Sending saucy snaps can be an exciting (albeit risky) way to enhance a relationship with someone you trust.

However, a new study has shown that young women are under intense pressure to engage sexually online through the production and sharing of nude or sexual images. 

The study found that many women face 'bombardment' from single or multiple individuals who badger them to send explicit images. 

The study was conducted using the real life stories of young women and teenagers from A Thin Line, a website committed to dealing with online and digital abuse. 

'I've been asked multiple times by my boyfriends and guy friends to send a nude pic,' one participant said. 

'Every time I decline, I either get harassed for it, insulted, or they just flat out ignore or break up with me.

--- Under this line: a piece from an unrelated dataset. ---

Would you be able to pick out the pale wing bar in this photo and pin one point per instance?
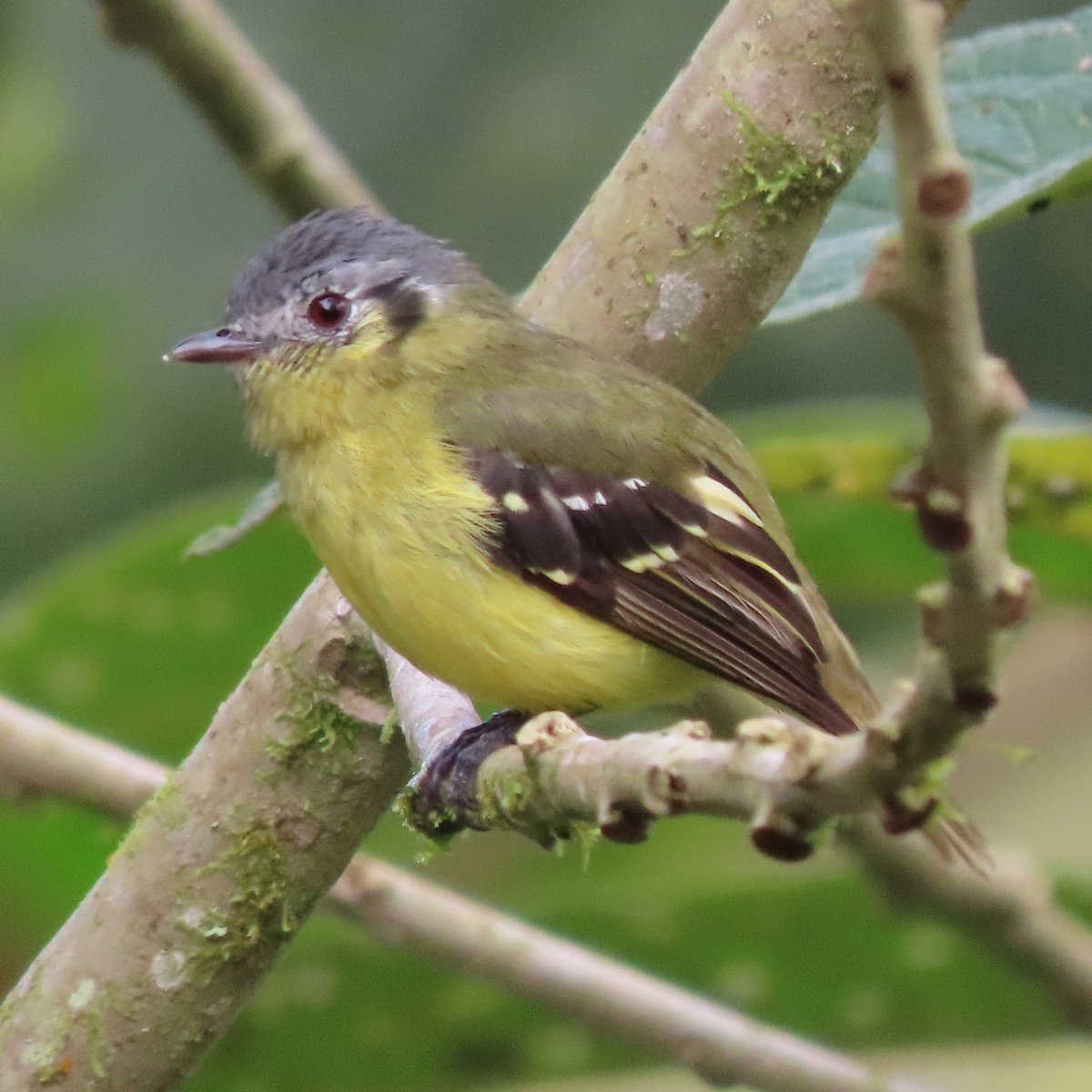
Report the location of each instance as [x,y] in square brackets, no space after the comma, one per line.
[708,585]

I guess keeping your morals makes you a bad person?'

In many of the women's stories to the study, requests for nude images escalated into threats, anger and violence when images were denied. 

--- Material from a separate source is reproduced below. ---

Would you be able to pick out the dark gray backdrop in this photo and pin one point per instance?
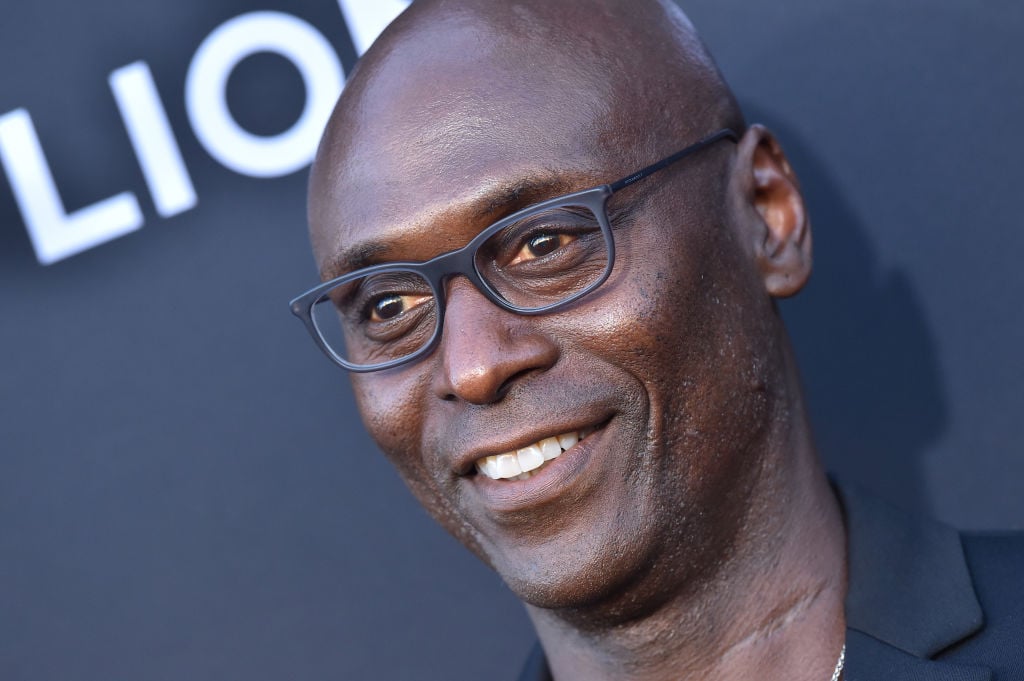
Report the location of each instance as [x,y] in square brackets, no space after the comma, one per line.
[184,490]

79pc of women who refused to send naked pictures faced abuse, were broken up with, or dealt with some form of 'consequence' for saying no. 

Other women reported being sent unsolicited nude images which would then be used as leverage to request nudes in return. 

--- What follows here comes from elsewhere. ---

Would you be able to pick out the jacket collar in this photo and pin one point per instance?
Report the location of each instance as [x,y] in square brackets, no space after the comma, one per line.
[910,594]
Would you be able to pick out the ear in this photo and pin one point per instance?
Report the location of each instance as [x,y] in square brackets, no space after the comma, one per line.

Four women of the 37 reported having pictures and videos taken of them without their consent. 

'I was dating this guy and one night we went to a party an he put something in my soda and got some naked photos of me an sent them to everybody in my school'(sic) one girl wrote, describing a time when she was drugged and photographed against her will. 

One 14-year-old girl reported being blackmailed by her partner for 'nastier' images – otherwise he would share the ones she had already sent him online as revenge porn.   

Overall, the study found that women report feeling 'overwhelmed, confused, tired, bombarded and trapped' by the online coercion.